There should be an appeal process to challenge teacher grades. Children have been incredibly let down by a repeatedly failed system and in some cases have to suffer for it but no one talks about these children, only the massive successes.

Kelly Haslam
Address supplied

Unfortunate timing

What rotten luck that the remarkable improvement in the performance of students completing courses this year over those in 2019 has coincided with the coronavirus pandemic. The cancellation of exams has robbed us of objective proof that this represents a real advance.

There are even some malicious sceptics who exploit this technicality to question the progress made and who talk instead of “grade inflation”. Sarah Raffray, the headteacher of St Augustine’s Priory, warns us against such “toxic rhetoric” (Letters, 20 August) and calls for it to be halted. She does not specify the means of doing this, but presumably difficult times call for drastic measures.

John Riseley
Harrogate

Exams algorithm

John Rentoul’s article: “How foreseeable was the A-level and GCSE fiasco, really?”, is too kind to the politicians and Gavin Williamson in particular. He acquits him of failing to look further into Ofqual, saying that taking the enquiry to the next stage requires “a sixth sense for trouble and a vivid imagination”. That is not so. Williamson simply accepted assurances that the system would work. He displayed a level of incuriosity about the basis for those assurances which beggars belief. A few simple questions about why the regulator was so sure that its system was sound would have revealed those assurances to be worthless.

Williamson doesn’t appear to have asked what the mechanism was or how it would work in practice. If he had, he would have known that it required students to be failed when they were predicted to pass because of their school’s past record. Nick Gibb, the schools minister, was no better when interviewed repeatedly on radio and television on Thursday. He said that the model was sound and that the failure was in its implementation in the algorithm. Not one interviewer asked him what he meant. The algorithm is simply the mathematical expression of the model. If the algorithm didn’t work, it was because the model was flawed. That wasn’t an implementation failure. It was a failure of common sense in drawing up the model.
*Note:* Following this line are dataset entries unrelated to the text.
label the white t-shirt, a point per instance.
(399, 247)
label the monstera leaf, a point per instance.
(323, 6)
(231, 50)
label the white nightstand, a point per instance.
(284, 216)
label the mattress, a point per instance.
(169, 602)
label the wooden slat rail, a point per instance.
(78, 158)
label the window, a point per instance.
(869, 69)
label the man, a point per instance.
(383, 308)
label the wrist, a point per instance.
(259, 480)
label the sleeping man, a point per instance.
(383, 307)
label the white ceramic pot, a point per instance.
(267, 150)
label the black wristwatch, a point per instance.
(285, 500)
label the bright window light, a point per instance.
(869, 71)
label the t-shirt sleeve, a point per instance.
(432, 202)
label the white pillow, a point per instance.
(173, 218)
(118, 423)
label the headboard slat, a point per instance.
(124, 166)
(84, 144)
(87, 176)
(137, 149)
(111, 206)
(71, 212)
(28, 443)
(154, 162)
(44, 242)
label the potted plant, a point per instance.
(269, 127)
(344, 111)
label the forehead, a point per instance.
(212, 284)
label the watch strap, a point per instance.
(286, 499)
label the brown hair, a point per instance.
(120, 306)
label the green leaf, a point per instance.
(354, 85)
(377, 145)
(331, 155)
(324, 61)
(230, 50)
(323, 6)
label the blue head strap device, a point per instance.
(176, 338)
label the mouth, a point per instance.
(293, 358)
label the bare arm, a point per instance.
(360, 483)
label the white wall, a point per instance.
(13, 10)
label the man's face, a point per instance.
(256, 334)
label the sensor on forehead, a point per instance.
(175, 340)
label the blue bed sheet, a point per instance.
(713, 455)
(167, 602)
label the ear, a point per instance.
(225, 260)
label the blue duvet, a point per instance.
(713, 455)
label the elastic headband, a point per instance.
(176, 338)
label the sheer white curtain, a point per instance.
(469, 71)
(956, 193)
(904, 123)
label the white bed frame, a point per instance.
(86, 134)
No one comes out of this looking anything other than severely tarnished. But the politicians should not be excused on the grounds that they lacked the required insight. What they lacked was an enquiring mind and a modicum of attention to detail. With those basic qualities, this whole mess could and would have been avoided. Individuals who lack those basic skills should not be in government.

Michael Silverleaf
Address supplied

Thai students hold rally outside Education Ministry

Where is the prime minister?

Does anyone really think that Boris Johnson is camping in Scotland with his fiancee in a tent while looking after a three-month-old baby? I’m finding it hard to imagine. Who knows, he could be on a yacht in the Caribbean enjoying the largesse of one of his cronies.
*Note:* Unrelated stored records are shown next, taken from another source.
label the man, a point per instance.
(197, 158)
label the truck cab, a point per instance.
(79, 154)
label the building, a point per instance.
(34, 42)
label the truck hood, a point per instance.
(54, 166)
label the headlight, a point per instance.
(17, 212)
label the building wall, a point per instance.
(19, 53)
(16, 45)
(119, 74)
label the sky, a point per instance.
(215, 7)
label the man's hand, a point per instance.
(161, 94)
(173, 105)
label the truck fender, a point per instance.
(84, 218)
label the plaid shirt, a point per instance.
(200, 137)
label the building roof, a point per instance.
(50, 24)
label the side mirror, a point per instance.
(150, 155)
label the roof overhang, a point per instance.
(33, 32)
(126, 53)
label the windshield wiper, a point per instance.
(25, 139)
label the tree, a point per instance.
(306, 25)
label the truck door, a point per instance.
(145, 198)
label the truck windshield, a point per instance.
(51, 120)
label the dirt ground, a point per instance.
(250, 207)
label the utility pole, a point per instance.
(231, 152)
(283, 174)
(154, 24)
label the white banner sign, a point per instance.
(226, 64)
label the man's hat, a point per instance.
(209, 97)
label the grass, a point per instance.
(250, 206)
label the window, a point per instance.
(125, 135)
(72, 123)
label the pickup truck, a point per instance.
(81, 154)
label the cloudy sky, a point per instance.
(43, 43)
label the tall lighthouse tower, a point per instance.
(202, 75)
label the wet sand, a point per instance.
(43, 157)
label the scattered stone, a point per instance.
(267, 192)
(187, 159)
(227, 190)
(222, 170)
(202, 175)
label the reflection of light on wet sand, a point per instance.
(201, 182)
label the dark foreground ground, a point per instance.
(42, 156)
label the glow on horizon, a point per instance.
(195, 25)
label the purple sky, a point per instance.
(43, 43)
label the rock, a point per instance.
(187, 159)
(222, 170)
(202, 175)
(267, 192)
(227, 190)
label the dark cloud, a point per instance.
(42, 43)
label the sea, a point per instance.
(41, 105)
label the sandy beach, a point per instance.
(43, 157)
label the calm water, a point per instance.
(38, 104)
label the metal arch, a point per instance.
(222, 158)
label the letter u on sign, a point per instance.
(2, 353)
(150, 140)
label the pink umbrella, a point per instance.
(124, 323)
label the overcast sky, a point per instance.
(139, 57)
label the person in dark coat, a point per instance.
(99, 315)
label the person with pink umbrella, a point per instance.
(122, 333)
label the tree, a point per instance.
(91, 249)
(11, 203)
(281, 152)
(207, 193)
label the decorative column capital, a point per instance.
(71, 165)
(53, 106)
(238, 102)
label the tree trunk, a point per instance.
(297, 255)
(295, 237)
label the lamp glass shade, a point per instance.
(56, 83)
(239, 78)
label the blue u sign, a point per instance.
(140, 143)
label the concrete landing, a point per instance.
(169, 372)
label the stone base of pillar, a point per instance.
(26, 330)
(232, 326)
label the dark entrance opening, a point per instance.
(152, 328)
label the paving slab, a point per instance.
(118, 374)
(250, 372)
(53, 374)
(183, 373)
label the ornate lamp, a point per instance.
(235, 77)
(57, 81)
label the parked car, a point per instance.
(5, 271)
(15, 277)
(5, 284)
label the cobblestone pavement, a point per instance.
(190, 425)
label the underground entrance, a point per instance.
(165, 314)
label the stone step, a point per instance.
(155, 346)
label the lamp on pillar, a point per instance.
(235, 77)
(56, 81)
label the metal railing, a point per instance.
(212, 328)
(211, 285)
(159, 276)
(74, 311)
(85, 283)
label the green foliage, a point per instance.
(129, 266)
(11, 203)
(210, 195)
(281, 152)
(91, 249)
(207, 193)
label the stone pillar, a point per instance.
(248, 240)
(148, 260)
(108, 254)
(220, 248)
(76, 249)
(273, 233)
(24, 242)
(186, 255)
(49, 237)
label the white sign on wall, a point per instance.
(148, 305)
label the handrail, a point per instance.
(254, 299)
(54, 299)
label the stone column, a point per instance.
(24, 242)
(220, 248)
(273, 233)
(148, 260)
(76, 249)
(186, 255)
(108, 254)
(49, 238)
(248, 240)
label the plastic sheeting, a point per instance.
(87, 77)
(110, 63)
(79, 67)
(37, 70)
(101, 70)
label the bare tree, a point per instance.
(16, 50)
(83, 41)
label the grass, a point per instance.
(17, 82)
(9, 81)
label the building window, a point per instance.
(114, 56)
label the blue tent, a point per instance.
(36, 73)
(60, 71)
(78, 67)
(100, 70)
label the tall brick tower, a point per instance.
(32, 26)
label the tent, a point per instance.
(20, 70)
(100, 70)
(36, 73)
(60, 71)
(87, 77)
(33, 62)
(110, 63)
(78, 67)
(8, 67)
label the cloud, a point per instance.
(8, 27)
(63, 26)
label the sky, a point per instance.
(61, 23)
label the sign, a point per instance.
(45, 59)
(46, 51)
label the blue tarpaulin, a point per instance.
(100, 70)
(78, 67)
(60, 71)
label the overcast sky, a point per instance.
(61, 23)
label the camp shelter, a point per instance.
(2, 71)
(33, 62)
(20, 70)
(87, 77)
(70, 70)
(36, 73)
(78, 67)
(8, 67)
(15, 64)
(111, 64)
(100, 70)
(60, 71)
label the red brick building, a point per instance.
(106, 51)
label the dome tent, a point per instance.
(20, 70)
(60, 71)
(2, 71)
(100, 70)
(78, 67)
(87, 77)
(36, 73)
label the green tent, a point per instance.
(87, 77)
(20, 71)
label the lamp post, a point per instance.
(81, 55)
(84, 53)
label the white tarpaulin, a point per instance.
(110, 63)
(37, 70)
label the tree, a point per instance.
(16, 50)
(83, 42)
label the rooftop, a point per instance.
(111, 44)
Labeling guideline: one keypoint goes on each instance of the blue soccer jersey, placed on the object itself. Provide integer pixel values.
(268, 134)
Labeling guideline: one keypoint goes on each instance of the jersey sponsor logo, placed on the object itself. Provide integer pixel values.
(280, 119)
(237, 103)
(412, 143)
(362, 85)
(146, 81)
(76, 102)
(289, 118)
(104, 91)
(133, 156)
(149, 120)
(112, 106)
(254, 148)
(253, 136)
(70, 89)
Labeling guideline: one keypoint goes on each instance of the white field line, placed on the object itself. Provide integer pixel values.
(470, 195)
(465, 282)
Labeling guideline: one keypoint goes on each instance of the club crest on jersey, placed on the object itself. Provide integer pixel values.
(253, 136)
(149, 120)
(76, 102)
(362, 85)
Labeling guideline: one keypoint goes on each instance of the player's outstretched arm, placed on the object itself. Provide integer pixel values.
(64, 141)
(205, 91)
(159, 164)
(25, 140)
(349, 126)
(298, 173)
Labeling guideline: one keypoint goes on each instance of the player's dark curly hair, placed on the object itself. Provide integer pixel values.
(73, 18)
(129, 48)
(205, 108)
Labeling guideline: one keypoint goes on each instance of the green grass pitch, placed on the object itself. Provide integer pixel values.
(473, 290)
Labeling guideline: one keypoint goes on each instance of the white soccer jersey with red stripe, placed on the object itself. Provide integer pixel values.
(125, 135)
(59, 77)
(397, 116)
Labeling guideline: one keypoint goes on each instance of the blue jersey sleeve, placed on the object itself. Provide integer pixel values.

In all seriousness, can you imagine Johnson’s hero, Winston Churchill going missing for days on end in the middle of a crisis? Perhaps in the middle of the Battle of Britain. Or Margaret Thatcher? Thatcher apparently used to only get three to four hours sleep a night because the business of governing was so time consuming. Johnson looks like he is only awake three to four hours a day.

Paul Moore
West Horsley

Vote of no confidence

Does anybody know whether a member of the general public can call for a vote of no confidence in their government?

Asking for a disillusioned and despairing nation.